Solve the equation. Choose the method you prefer to use. Check your answer.
b/13 - 9b/13 = 48/13
b=
To solve the equation b/13 - 9b/13 = 48/13, we can combine the like terms on the left side of the equation:
b/13 - 9b/13 = (b - 9b)/13 = -8b/13
So the equation becomes -8b/13 = 48/13.
To isolate the variable b, we can multiply both sides of the equation by 13:
13 * (-8b/13) = 13 * (48/13)
-8b = 48
Dividing both sides of the equation by -8 gives us:
b = 48/(-8)
b = -6
To check our answer, we substitute b = -6 back into the original equation:
-6/13 - (9 * -6)/13 = 48/13
Simplifying the left side, we get:
-6/13 + 54/13 = 48/13
Combining the like terms, we have:
48/13 = 48/13
Since the equation is true, our answer b = -6 is correct.
To solve the equation b/13 - 9b/13 = 48/13, we can use the method of combining like terms.

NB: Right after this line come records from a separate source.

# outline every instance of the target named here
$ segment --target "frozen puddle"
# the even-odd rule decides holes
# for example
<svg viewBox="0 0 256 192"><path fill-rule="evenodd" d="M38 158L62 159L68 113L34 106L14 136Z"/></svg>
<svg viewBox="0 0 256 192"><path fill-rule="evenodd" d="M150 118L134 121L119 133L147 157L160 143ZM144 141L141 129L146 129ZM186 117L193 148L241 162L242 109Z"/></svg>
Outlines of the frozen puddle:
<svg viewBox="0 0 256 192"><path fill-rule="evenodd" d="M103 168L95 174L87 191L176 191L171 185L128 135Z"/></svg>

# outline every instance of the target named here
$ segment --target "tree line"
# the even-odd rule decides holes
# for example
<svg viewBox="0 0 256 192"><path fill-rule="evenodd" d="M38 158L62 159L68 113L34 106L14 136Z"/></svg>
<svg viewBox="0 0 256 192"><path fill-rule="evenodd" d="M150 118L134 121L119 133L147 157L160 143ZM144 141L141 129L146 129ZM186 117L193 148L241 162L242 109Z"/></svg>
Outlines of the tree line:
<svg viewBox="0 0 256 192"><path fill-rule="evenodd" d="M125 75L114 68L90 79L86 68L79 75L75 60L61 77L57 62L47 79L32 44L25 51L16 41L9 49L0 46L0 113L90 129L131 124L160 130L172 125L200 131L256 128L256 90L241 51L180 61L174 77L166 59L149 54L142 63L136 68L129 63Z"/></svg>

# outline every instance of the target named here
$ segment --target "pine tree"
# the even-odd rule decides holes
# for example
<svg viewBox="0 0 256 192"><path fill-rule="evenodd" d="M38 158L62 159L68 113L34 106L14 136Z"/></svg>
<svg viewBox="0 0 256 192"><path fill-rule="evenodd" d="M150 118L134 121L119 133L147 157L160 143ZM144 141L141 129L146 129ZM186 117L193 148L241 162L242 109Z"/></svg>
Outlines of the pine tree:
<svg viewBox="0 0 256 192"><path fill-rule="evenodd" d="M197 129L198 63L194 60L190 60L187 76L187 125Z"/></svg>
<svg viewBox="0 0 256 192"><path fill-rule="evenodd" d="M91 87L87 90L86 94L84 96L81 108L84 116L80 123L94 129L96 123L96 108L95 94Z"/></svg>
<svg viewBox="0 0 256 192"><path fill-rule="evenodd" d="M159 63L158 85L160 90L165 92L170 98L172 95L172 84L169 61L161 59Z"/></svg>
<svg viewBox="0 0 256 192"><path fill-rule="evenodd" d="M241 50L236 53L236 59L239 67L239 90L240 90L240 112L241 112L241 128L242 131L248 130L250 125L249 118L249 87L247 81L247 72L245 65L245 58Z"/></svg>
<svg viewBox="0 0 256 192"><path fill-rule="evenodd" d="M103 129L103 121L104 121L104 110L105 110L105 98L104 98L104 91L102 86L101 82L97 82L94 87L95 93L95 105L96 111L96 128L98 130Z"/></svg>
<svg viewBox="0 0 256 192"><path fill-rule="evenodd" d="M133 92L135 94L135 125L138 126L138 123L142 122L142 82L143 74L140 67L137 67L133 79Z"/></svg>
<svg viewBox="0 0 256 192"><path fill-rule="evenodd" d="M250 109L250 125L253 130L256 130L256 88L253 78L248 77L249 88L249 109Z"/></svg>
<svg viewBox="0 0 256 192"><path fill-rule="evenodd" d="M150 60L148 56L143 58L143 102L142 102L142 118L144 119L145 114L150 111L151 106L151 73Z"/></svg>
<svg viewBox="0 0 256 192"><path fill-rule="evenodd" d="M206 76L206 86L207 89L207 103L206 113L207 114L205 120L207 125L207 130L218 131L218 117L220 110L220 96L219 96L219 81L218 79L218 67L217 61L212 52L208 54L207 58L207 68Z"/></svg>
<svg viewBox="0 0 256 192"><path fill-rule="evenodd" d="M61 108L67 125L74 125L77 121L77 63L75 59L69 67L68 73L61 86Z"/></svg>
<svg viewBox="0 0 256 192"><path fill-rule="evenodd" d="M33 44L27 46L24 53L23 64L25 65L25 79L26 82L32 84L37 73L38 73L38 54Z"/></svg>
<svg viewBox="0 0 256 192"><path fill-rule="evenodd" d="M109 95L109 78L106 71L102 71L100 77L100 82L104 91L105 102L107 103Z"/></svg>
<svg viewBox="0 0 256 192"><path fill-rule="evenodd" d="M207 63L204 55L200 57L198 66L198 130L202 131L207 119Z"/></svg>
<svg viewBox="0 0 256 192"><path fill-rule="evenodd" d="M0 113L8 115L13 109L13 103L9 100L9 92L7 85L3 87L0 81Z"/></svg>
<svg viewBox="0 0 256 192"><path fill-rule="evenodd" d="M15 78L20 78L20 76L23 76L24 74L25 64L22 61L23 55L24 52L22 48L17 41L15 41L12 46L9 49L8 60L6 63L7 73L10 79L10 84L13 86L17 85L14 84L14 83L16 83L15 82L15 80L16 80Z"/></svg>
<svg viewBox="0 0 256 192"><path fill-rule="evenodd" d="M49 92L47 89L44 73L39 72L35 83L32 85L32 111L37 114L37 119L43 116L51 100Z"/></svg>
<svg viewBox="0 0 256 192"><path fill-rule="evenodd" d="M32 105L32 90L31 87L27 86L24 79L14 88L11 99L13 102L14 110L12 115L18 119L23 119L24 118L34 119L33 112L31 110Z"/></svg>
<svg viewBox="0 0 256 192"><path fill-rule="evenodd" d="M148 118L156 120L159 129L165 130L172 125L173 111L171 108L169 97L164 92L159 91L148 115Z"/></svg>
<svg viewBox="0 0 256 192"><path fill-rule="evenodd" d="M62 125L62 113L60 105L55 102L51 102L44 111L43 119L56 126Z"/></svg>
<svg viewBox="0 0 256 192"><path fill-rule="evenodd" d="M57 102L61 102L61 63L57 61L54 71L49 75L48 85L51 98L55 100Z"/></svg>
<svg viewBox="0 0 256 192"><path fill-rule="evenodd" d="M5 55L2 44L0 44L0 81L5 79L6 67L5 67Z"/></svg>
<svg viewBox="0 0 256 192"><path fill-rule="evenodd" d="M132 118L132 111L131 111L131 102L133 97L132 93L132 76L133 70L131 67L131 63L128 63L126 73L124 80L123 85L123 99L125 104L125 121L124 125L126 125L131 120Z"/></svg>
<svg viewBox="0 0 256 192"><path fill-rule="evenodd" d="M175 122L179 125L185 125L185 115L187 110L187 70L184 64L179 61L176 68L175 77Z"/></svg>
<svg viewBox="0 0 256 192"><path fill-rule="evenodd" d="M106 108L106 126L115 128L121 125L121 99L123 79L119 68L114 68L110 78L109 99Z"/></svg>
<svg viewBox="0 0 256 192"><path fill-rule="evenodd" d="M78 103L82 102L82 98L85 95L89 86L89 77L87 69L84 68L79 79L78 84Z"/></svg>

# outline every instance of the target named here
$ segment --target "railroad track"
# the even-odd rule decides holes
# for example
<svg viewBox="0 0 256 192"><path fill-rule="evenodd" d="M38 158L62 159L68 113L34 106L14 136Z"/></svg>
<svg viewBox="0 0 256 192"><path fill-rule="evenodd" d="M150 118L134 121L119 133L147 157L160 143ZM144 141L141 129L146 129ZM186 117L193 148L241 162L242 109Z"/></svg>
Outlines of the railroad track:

First, let's combine the terms on the left side of the equation:
b/13 - 9b/13 = (b - 9b)/13
Simplifying further, we have:
(b - 9b)/13 = -8b/13
Now, we can rewrite the equation as:
-8b/13 = 48/13
To isolate the variable b, we can multiply both sides of the equation by 13:
13 * (-8b/13) = 13 * (48/13)
This simplifies to:
-8b = 48
Finally, we solve for b by dividing both sides of the equation by -8:
b = 48 / -8
Dividing, we find:
b = -6
To verify if this answer is correct, let's substitute the value of b back into the original equation:
(-6/13) - 9(-6/13) = 48/13
Calculating:
-6/13 + 54/13 = 48/13
Combining the terms on the left side, we get:
48/13 = 48/13
Since both sides of the equation are equal, our solution of b = -6 is correct.

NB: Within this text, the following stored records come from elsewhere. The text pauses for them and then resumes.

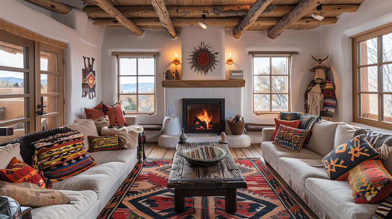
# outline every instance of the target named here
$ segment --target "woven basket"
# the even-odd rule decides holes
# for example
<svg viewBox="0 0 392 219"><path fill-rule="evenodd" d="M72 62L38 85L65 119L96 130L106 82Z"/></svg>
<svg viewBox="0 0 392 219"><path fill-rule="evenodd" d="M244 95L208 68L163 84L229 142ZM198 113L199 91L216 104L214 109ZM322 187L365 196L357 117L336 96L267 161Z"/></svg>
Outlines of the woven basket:
<svg viewBox="0 0 392 219"><path fill-rule="evenodd" d="M230 122L228 119L227 120L227 125L229 125L229 129L233 134L242 134L244 129L245 128L245 122L234 123Z"/></svg>

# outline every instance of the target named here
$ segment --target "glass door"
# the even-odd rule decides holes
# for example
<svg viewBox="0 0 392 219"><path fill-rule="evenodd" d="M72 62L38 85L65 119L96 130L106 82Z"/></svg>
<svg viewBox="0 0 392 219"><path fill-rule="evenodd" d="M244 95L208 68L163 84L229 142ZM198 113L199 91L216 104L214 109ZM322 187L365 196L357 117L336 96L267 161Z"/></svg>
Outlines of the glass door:
<svg viewBox="0 0 392 219"><path fill-rule="evenodd" d="M34 42L0 31L0 127L14 127L0 142L34 131Z"/></svg>
<svg viewBox="0 0 392 219"><path fill-rule="evenodd" d="M35 42L35 128L64 124L63 50Z"/></svg>

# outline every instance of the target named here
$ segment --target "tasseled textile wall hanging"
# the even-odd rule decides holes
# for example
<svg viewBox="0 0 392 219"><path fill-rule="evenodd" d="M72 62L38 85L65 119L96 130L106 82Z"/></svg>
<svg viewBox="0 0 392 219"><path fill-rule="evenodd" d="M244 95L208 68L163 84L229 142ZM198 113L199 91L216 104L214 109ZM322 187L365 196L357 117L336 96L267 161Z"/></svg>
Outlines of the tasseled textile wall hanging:
<svg viewBox="0 0 392 219"><path fill-rule="evenodd" d="M88 61L88 66L86 66L86 58ZM95 59L91 58L91 63L90 62L90 58L83 57L84 59L84 69L82 69L83 81L82 82L82 97L86 97L89 95L89 99L93 99L96 97L96 80L95 71L93 70L93 66Z"/></svg>

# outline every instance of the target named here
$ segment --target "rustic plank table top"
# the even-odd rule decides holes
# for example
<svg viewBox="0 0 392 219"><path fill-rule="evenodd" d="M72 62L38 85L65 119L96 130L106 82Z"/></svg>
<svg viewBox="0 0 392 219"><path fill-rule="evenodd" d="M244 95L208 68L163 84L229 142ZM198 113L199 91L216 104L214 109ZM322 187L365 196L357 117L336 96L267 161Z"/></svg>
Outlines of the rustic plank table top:
<svg viewBox="0 0 392 219"><path fill-rule="evenodd" d="M211 145L227 151L227 144L219 142L187 142L178 143L176 151L183 147ZM246 188L245 179L230 154L212 166L197 165L188 162L175 153L168 188L179 189Z"/></svg>

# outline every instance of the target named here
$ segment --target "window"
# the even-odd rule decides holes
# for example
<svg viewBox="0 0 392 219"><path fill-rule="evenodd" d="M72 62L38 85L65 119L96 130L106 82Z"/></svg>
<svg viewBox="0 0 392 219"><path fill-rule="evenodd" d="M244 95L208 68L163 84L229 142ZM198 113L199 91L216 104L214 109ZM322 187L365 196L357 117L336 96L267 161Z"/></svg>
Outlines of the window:
<svg viewBox="0 0 392 219"><path fill-rule="evenodd" d="M290 56L253 54L253 112L289 111Z"/></svg>
<svg viewBox="0 0 392 219"><path fill-rule="evenodd" d="M352 38L354 121L391 129L392 23Z"/></svg>
<svg viewBox="0 0 392 219"><path fill-rule="evenodd" d="M155 112L154 56L118 57L119 99L125 112Z"/></svg>

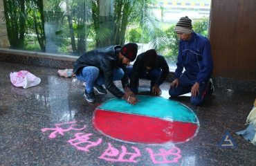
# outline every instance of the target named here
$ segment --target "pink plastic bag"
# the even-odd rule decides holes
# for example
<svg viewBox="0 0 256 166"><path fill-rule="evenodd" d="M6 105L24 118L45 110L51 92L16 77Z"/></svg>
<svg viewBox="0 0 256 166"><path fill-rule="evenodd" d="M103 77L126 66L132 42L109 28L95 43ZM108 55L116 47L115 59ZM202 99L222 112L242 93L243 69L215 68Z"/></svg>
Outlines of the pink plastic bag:
<svg viewBox="0 0 256 166"><path fill-rule="evenodd" d="M39 77L27 71L20 71L10 73L10 82L15 86L22 86L24 89L39 84L41 82Z"/></svg>

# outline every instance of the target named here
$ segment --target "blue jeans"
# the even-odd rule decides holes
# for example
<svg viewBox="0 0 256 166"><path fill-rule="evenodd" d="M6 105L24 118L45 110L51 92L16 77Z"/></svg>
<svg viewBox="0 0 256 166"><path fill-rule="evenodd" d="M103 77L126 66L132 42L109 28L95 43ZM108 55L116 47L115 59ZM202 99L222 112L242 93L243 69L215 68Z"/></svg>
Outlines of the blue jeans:
<svg viewBox="0 0 256 166"><path fill-rule="evenodd" d="M194 80L190 80L185 74L183 74L179 79L178 87L169 89L170 95L171 97L178 97L191 92L194 82ZM192 105L201 104L212 93L213 91L210 90L212 85L209 82L209 81L203 82L199 84L199 95L190 97L190 103Z"/></svg>
<svg viewBox="0 0 256 166"><path fill-rule="evenodd" d="M129 79L131 79L131 73L132 73L132 66L129 66L127 67L127 75ZM156 84L158 79L162 75L162 70L158 68L153 68L149 73L147 73L146 72L141 71L138 73L138 78L146 79L148 80L151 80L150 82L150 90L152 90L152 87ZM160 84L158 85L160 86ZM135 88L131 88L131 90L135 93L137 94L138 91L138 86Z"/></svg>
<svg viewBox="0 0 256 166"><path fill-rule="evenodd" d="M125 75L124 71L120 68L113 69L113 81L120 80ZM84 67L80 74L75 75L78 80L85 82L85 90L87 93L93 91L93 85L101 86L104 84L103 75L100 74L100 70L95 66Z"/></svg>

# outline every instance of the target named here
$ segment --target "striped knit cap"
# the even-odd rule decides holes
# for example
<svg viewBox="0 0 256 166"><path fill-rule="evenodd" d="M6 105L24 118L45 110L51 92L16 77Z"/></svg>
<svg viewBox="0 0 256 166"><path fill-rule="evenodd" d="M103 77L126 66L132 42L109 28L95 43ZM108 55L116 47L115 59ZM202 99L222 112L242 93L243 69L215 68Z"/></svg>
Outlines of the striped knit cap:
<svg viewBox="0 0 256 166"><path fill-rule="evenodd" d="M190 34L192 33L192 24L191 19L188 17L181 17L179 22L176 24L175 32L176 33L182 33L185 34Z"/></svg>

To solve the equation b/13 - 9b/13 = 48/13, we can begin by combining the two fractions on the left side of the equation:
b/13 - 9b/13 = (b - 9b) /13 = -8b/13
The equation now becomes -8b/13 = 48/13.
To isolate the variable b, we can multiply both sides of the equation by the reciprocal of -8/13, which is -13/8. This will result in:
(-13/8) * (-8b/13) = (-13/8) * (48/13)
After simplifying, we have:
b = -624/104
Further simplification can be done by dividing both the numerator and denominator by their greatest common divisor (GCD) since -624 and 104 are both divisible by 8:
b = -624/104 = -6/1
Therefore, the solution to the equation b/13 - 9b/13 = 48/13 is b = -6.

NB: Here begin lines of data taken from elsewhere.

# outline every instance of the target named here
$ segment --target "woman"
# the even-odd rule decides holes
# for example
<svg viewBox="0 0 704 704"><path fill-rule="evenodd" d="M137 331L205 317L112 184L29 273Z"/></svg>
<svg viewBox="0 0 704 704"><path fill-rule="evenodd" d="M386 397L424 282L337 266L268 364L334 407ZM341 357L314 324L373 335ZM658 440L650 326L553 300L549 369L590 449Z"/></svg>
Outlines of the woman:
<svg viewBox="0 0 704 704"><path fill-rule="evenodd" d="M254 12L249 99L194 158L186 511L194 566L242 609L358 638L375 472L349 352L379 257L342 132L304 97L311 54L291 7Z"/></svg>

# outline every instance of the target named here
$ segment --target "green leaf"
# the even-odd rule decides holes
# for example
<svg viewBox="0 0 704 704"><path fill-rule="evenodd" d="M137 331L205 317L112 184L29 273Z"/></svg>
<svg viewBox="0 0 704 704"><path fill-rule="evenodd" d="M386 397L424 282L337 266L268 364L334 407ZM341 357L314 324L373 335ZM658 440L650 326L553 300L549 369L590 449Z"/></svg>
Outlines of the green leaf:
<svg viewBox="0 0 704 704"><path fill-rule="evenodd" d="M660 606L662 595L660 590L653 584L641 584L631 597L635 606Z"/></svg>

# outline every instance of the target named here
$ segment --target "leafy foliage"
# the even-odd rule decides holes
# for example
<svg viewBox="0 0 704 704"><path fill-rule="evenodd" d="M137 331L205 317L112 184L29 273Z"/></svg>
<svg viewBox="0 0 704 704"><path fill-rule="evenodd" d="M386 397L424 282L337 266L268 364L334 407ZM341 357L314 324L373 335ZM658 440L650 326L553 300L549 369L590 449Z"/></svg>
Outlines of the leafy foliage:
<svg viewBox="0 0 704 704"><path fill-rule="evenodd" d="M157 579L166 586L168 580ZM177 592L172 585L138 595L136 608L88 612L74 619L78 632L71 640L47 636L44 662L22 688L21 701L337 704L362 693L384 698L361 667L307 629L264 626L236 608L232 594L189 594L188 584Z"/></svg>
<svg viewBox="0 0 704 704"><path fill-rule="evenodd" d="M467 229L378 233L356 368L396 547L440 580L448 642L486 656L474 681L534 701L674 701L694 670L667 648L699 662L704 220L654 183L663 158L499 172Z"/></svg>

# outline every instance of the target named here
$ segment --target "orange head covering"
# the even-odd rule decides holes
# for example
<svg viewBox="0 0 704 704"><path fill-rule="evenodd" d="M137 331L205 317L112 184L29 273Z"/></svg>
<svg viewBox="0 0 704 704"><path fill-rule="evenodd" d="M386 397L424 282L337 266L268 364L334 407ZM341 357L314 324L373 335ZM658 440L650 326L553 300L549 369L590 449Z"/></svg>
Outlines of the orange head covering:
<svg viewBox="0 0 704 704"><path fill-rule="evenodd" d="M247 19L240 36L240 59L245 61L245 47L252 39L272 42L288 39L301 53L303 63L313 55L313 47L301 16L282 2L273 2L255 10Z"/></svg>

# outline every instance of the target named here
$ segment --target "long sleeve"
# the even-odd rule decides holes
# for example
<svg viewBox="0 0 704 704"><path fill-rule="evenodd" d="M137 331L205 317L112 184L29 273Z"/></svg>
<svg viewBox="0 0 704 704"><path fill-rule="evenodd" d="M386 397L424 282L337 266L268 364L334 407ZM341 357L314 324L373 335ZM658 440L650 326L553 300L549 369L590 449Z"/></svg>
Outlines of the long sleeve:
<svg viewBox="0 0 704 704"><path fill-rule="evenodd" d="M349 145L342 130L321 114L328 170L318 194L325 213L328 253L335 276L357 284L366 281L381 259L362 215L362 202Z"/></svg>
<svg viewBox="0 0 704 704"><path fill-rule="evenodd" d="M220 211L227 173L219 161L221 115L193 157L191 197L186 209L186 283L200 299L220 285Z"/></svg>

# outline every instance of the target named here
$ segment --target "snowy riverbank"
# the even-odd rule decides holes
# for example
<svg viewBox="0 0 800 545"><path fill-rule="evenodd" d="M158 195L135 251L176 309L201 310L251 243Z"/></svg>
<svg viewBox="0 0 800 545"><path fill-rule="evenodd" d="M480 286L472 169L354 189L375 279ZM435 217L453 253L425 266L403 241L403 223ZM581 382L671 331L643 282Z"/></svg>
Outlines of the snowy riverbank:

To check our answer, we can substitute b = -6 back into the original equation:
(-6)/13 - 9(-6)/13 = 48/13.
After simplification, we have:
-6/13 + 54/13 = 48/13
Now, adding the fractions on the left side of the equation:
(-6 + 54) / 13 = 48/13
48/13 = 48/13
Since both sides of the equation are equal, our solution of b = -6 is correct.